We have a list of elements (integers), and we should return a list consisting of only the non-unique elements in

Answer 1

Try this:

>>> a=[1,2,3,3,4,5,6,6,7,8,9,2,0,0]
>>> a=[i for i in a if a.count(i)>1]
>>> a
[2, 3, 3, 6, 6, 2, 0, 0]
>>> a=[1, 2, 3, 1, 3]
>>> a=[i for i in a if a.count(i)>1]
>>> a
[1, 3, 1, 3]
>>> a=[1, 2, 3, 4, 5]
>>> a=[i for i in a if a.count(i)>1]
a
[]

Answer 2

I used an integer and bool to check every time the list was modified within a while loop.

rechecks = 1
runscan = True
while runscan == True:
    for i in data:
         if data.count(i) <2:
             data.remove(i)
             rechecks+=1
            #need to double check now
    if rechecks >0:
        runscan = True
        rechecks-=1
    else:
        runscan = False       
return data

Answer 3

Following what you have started, iterating on the list of integers, but not counting or deleting elements, try just testing if the element has already been seen, append it to a list of duplicated elements:

def checkio(data):
    elements = []
    duplicates = []
    for i in data:
        if i not in elements:
            elements.append(i)
        else:
            if i not in duplicates:
                duplicates.append(i)
    return duplicates

d = [1, 3, 1, 2, 3, 5, 8, 1, 5, 2]

print (checkio(d))
#[1, 3, 5, 2]

Answer 4

You can implement a OrderedCounter, eg:

from collections import OrderedDict, Counter

class OrderedCounter(Counter, OrderedDict): 
    pass

data = [1, 3, 1, 2, 3, 5, 8, 1, 5, 2]

duplicates = [k for k, v in OrderedCounter(data).items() if v > 1]
# [1, 3, 2, 5]

So you count the occurrence of each value, then filter on if it has a frequency of more than one.

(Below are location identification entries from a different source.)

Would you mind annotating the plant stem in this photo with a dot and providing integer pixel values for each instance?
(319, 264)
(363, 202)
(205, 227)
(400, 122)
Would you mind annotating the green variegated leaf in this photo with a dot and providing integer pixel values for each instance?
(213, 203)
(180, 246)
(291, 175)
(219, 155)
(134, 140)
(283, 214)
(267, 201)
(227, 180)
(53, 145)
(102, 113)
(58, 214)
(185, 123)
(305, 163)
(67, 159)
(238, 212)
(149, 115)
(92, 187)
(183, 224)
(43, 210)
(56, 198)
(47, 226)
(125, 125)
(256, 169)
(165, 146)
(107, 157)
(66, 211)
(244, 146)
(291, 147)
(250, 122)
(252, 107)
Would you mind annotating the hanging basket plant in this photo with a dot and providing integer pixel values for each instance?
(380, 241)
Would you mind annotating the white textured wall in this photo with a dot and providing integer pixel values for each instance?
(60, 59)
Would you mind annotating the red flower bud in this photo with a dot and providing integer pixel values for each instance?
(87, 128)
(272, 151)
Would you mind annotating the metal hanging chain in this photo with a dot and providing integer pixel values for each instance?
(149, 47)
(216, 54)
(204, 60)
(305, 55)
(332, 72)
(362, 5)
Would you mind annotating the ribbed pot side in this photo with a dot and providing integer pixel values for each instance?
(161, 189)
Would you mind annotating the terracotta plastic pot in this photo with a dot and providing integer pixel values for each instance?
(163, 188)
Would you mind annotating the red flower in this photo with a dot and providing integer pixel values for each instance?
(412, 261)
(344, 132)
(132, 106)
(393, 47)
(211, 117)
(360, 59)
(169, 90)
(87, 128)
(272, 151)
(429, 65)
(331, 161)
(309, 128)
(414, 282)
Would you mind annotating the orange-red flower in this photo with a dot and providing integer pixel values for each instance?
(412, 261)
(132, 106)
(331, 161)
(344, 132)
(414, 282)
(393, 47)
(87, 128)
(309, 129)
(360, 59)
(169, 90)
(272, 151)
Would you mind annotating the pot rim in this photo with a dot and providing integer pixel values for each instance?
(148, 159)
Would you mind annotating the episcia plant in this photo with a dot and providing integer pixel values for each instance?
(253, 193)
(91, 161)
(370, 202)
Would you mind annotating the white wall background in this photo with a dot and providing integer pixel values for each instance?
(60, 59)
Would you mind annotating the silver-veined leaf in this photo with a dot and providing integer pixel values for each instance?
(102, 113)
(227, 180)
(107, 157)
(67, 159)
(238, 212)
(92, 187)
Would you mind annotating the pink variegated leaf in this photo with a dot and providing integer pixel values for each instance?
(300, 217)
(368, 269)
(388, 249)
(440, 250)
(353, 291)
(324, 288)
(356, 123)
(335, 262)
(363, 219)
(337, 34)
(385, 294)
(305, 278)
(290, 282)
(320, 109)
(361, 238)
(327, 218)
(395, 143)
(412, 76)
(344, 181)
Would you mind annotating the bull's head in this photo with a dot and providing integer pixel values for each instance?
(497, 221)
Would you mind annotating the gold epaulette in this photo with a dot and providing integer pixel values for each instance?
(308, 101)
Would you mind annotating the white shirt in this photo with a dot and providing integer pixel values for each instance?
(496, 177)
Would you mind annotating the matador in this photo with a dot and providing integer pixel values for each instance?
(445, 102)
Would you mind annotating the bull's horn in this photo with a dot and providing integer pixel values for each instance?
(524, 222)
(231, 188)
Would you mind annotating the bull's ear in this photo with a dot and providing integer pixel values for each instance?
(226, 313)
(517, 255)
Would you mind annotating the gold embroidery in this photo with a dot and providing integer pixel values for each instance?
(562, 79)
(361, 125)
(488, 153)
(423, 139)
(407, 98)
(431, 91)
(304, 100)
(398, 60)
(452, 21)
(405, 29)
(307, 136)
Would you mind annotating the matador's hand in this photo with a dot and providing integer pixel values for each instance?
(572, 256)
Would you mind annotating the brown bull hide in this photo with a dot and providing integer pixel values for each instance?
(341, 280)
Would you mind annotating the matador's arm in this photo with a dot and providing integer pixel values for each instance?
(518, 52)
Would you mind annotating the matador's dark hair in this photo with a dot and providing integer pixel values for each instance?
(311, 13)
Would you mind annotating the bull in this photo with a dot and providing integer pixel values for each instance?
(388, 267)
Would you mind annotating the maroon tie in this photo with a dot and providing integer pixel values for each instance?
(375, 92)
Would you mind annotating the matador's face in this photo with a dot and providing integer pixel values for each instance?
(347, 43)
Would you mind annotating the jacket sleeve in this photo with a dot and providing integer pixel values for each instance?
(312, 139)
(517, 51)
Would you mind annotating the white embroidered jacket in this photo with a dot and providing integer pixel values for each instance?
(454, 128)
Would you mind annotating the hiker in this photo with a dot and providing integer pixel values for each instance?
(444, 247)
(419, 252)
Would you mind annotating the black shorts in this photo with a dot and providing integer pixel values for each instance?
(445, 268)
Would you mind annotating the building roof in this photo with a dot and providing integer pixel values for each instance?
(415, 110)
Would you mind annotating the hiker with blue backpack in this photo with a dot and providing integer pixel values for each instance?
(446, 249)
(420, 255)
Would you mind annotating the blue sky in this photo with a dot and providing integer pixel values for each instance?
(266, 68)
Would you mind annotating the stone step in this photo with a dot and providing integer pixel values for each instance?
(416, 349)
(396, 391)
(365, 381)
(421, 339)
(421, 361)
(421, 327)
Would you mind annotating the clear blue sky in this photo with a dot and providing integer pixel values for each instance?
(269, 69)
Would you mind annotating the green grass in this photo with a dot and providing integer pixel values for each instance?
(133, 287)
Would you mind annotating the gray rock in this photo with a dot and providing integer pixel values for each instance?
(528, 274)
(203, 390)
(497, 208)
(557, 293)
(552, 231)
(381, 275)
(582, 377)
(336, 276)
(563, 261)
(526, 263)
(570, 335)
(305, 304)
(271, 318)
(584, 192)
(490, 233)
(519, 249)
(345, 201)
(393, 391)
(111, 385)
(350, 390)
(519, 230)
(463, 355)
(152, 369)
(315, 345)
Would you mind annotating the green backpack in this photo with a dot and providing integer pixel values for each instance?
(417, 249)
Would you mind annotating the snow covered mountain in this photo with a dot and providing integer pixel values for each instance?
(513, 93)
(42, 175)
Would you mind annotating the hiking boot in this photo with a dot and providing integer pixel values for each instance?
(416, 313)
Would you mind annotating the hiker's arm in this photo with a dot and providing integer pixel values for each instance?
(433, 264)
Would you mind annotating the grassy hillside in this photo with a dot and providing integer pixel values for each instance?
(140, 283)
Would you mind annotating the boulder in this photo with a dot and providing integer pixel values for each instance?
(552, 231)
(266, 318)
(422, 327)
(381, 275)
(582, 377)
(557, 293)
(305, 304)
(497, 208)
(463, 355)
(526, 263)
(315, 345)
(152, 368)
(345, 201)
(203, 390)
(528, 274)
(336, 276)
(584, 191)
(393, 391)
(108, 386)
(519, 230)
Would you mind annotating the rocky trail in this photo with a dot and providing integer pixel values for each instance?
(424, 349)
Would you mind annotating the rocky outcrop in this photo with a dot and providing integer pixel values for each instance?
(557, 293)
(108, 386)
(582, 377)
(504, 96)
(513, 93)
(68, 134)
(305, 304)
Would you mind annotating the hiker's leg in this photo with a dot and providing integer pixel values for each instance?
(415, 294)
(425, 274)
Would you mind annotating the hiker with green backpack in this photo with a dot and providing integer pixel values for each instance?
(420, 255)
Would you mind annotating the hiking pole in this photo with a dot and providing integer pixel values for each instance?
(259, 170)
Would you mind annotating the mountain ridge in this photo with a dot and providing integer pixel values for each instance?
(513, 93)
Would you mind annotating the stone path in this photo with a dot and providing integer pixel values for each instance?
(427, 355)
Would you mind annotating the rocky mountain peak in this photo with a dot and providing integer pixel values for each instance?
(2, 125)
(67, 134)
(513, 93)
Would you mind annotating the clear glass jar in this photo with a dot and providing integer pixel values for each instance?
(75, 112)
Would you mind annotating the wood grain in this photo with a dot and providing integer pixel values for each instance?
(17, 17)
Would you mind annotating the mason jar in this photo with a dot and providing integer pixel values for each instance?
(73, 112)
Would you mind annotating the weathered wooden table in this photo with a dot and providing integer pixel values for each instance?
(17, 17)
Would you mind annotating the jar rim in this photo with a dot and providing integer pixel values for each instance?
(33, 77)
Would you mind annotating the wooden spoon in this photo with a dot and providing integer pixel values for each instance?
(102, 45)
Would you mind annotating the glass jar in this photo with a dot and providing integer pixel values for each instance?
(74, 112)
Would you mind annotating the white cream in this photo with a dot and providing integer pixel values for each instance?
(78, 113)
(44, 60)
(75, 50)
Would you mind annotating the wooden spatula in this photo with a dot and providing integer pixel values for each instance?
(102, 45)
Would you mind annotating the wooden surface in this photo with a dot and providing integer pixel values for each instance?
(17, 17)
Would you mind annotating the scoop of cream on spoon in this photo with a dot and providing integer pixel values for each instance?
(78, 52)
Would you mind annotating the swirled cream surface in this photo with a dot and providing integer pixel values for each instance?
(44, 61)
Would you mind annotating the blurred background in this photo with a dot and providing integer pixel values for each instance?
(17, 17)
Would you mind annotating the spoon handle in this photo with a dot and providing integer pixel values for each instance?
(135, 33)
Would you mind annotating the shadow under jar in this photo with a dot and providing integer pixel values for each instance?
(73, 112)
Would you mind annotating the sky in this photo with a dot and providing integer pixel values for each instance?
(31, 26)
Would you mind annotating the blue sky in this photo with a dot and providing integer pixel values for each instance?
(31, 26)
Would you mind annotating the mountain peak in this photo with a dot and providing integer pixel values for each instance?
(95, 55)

Inheriting from OrderedDict means the order of the original elements is preserved.

---

Going by comments, you want all duplicated elements reserved, so you can pre-build a set of the duplicate entries, then re-iterate your original list, eg:

from collections import Counter

data = [1, 3, 1, 2, 3, 5, 8, 1, 5, 2]
duplicates = {k for k, v in Counter(data).items() if v > 1}
result = [el for el in data if el in duplicates]
# [1, 3, 1, 2, 3, 5, 1, 5, 2]

Answer 5

def checkio(data):
    lis = []
    for i in data:
        if data.count(i)>1:
            lis.append(i)
    print(lis)
checkio([1,2,3,3,2,1])

Yeah it's a bit late to contribute to this thread but just wanted to put it there on the net for anyone else use.

Answer 6

 numbers = [1, 1, 1, 1, 3, 4, 9, 0, 1, 1, 1]
 x=set(numbers)
 print(x)

You can use the set key word too to get the desired solution.